I wrote to Laurie Thomas soon after I had read ‘Self Organised Learning’ to say how much I had enjoyed reading it.  He wrote back, a little later, inviting me to visit him and Sheila at their centre in Brunel.  This offer was gratefully accepted, and I made arrangements for the visit.  I went there to hear him personally tell me about his work and after talking to him for some time left as another one of his mature students arrived for tutorial. Later I enrolled as his postgraduate.

His Centre for Human Learning was set up within the School of Social Sciences at Brunel University. Essentially, people were encouraged to explore how they perceive their situations, reflect systematically about what they thought and then consider how to progress.  Laurie and Sheila (the two were inseparable in all aspects of life, two sides of the same professional coin) guided them through this process of making explicit what they did, exploring what they knew in more detail and then to consider critically how to move on.  This engagement with people placed them midway between academic studies and clinical psychology, helping their clients find their own answers rather than telling them or submitting them to treatment.

In this respect Laurie, along with other humanist psychologists was following on from the thinking of Maslow with his idea of self-actualising individuals, Carl Rogers with his positive self-regard for others, Bruner’s learning strategies and so on.  All of them were intent of moving the emphasis from teaching to learning, from conditioning to thinking for oneself.  The publication of Personal Construct Theory reinforced this approach and provided them with a stronger framework.  This is because George Kelly presented his assertions not as an aspect of Psychology but as a complete theory.  It thus gave this group more working space in which to expand a less statistical evaluation of people.

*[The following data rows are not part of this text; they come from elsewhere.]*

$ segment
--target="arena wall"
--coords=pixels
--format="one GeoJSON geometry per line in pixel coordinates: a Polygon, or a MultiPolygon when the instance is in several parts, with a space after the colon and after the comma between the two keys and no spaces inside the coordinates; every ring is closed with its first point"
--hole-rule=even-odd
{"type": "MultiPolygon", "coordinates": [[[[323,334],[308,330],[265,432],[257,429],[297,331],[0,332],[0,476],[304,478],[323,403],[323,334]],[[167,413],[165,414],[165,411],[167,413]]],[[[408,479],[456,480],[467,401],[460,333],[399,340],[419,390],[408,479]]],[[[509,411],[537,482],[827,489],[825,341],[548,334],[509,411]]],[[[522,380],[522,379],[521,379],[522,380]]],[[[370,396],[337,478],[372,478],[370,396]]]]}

Kelly did not reveal much about the factors that had influenced him and this, in Britain at least, encourages others to place his work in a broader context.  Bannister, for example, popularised his idea contrasting it with more established theories.  Then, Fransella made plausible connections between Poppers Open Society and PCT, the questioning of authority in one complementing the inquiring nature of the other.  They fit together smoothly but it is doubtful if either knew of the others work, perhaps even their existence.  Most probably what links them in their knowledge of American pragmatism.  Kelly, in particular, exhibits a strong association, albeit implicit, with the work of Peirce, James, Dewey and Mead.

Whatever the background of PCT Laurie embraced it as a foundational point and added to its construction.  First, by being a prominent advocate for using cluster analysis statistics to enable The Repertory Grid – Kelly’s mental mirror for displaying his list of constructs to reveal relationships not visible to consciousness.  Then with this information he was able to use it not as an end product of research but, instead, as the start of a systematic conversation.  So collaboratively talking his way through other people’s problems was Laurie’s main investigative technique. It is detailed in two of his (their) books namely ‘Self Organised Learning’ and ‘Learning Conversations’.  These highlight how PCT can enable people to learn how to learn by assisting them to review, reflect and reconstruct what they believe.  These books reveal in detail the component parts of what can be a clarifying procedure.  They provide a working text, a tool kit, for what can be done.  Later Laurie shows himself to be a master craftsman when he takes off his laboratory overalls to deal with a complete whole, in an easy and relaxed and free flowing conversation.

These would normally begin by articulating the taken for granted established practices in order to show that polished repetition may be both efficient and an inhibition to higher standards.  Old ways can then be reconsidered, new ways can be tried and there can be an overall examination of how to move forward.  Then with a better understanding of the problem the conversation can move up a level to question how what is being reviewed was learnt. Are there faults, gaps, in your way of learning? Are they different learning approaches to the same problem?  Can we increase the quality of learning?

By showing how something external feedbacks into how a person thinks is a crucial step in showing how one influences the other, like ripples on a pond.  Moreover, once this connection is acknowledged it is possible to shift to an even higher level, one that brings the whole person into the investigation.  Now the exploration brings one’s own beliefs and desires into the discussion.  Is there a mismatch between task and person? Are personal adjustments required? What needs to change? Are the differences so great that a fundamental shift in perspective should be undertaken?  This type of Learning Conversation has no end, more iterative and cyclic than linear, with the spotlight moving from task to person in a way that is intended to lift aspirations about both work and self.

My research involved a series of longer term Learning Conversations with a group (8) of women rowers preparing for the Olympics. Evidence showed they became more empowered to exchange values, aspirations, skills and strategies to function more effectively and successfully as a team.

Laurie deserves to be honoured for several achievements but high among them must be the results of his collaborative efforts in helping others to live more fulfilling lives.  Most of this group, though, will not start their remembering by dwelling on how he has liberated their consciousness.  Instead, their starting point will be more about what they feel rather than any studied thought.  For them their sense of respect will begin by experiencing that warm glow of gratitude that comes from knowing an honest and decent and lovable man.